I’ve found that in my conversations with others, that all their views relate to the fight or flight response, so it seems to make sense that people react in one way or the other – you either make it or break it – you run away because you’re scared or you own it.
Symptoms listed on webmd.com state that stage performance anxiety can come in many different ways and effect each person differently. Having said that people may have experienced similar yet different symptoms such as: Mind Block, Shaky Hands, Trembling voice, Volume Control, Racing Pulse, Rapid Nausea, Vision Changes.
It is safe to say while some of you may not have experienced all of these you are more than likely to have experienced some!
And the chances are you are not alone! Many people can relate over how nerve wrecking it can to be stepping on stage whether it be; Athletes, Musicians, Actors, or Public Speakers.
Does having stage performance anxiety make us bad performers?
I think that confidence is a big factor when it comes to entertaining, the things we go through in our personnel lives we either brush to one side or carry with us, meaning that we reflect those emotions whether it be good, happy, or sad. Therefor when feeling anxious it is possible that the audience may pick up on this. It is best that you keep your head held high and try your best no matter what!
Sometimes, when feeling nervous on stage you can use this as a tool to enhance your performance! As a drive for you to ignite your passion. If you are singing a song and feel sad at the time, you are going to help better convey that message through emotion. It is with this that we are truly able to connect with the crowd and gain a response. We want our message to be well received by the audience, So, we want to be as clear as possible through our actions and body language.
If you are singing a happy song, but have a hunched frame you may not give of the right image for the song you are singing, where as having a big smile and being loud and proud gives a more positive message, each person has their own unique of expressing their body through music and you just have to try and see what works for you.

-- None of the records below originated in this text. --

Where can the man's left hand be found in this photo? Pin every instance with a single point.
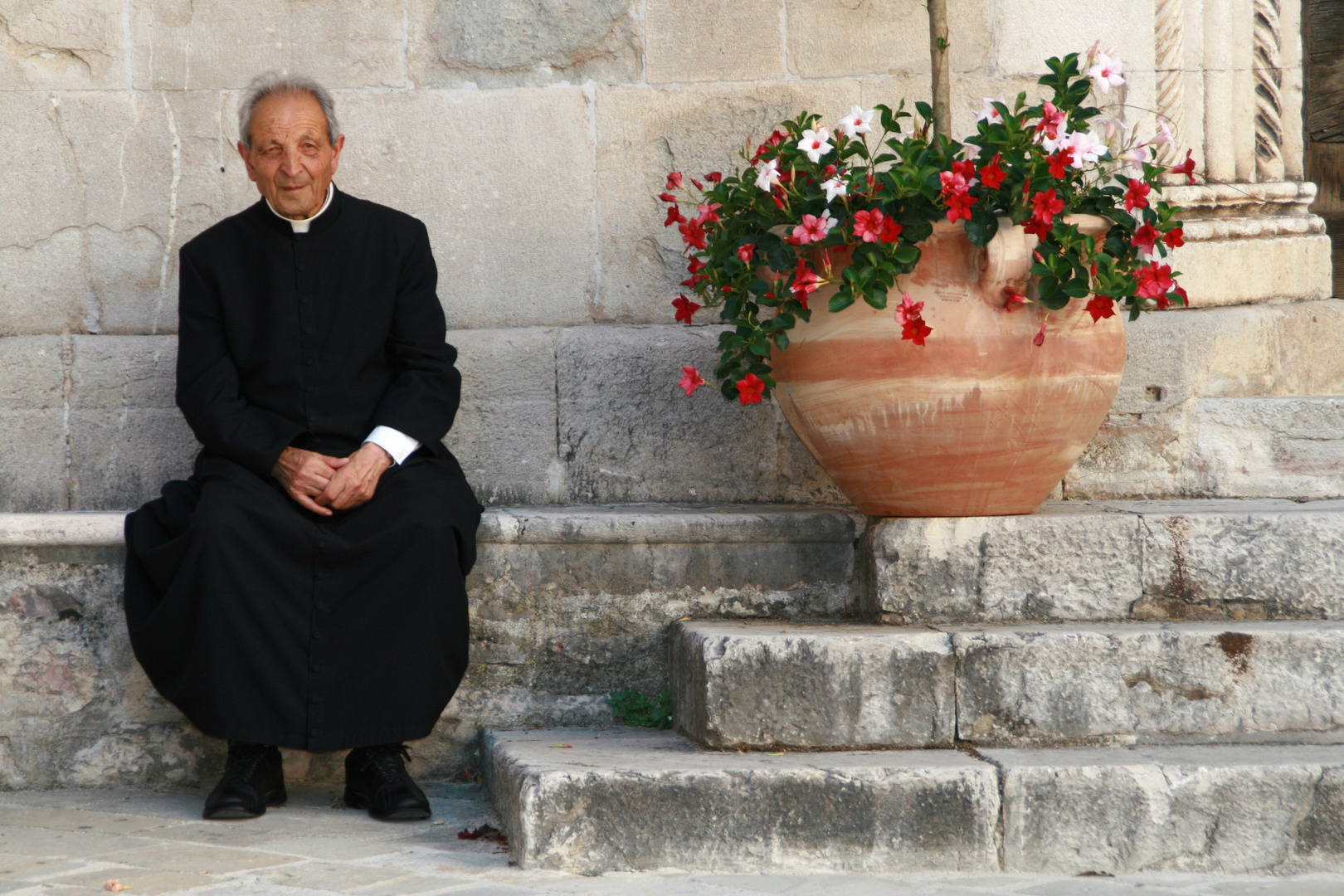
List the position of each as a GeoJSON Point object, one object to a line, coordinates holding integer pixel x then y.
{"type": "Point", "coordinates": [355, 483]}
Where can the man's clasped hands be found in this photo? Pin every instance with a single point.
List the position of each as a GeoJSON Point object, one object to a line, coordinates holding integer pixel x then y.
{"type": "Point", "coordinates": [325, 484]}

You may also find that you could perform at some places more than others and become more familiar with your surroundings and feel less anxious, whereas performing at a new place in front of a new audience might be slightly more nerve wrecking as it's a new experience. Best bet it to feel comfortable in the space you're in.
My question to you: have you ever suffered from any kind of performance anxiety? Some of the things you might like to think about when answering this are:
What was the situation at the time?
How did it make you feel?
Is there anything you can do to better next time?
Think of these things and reflect on performances and try not to be too harsh on yourself. We’re so good at saying what we do wrong, try and pick out the things you do enjoy and you will soon notice things you begin to like about yourself and your performance.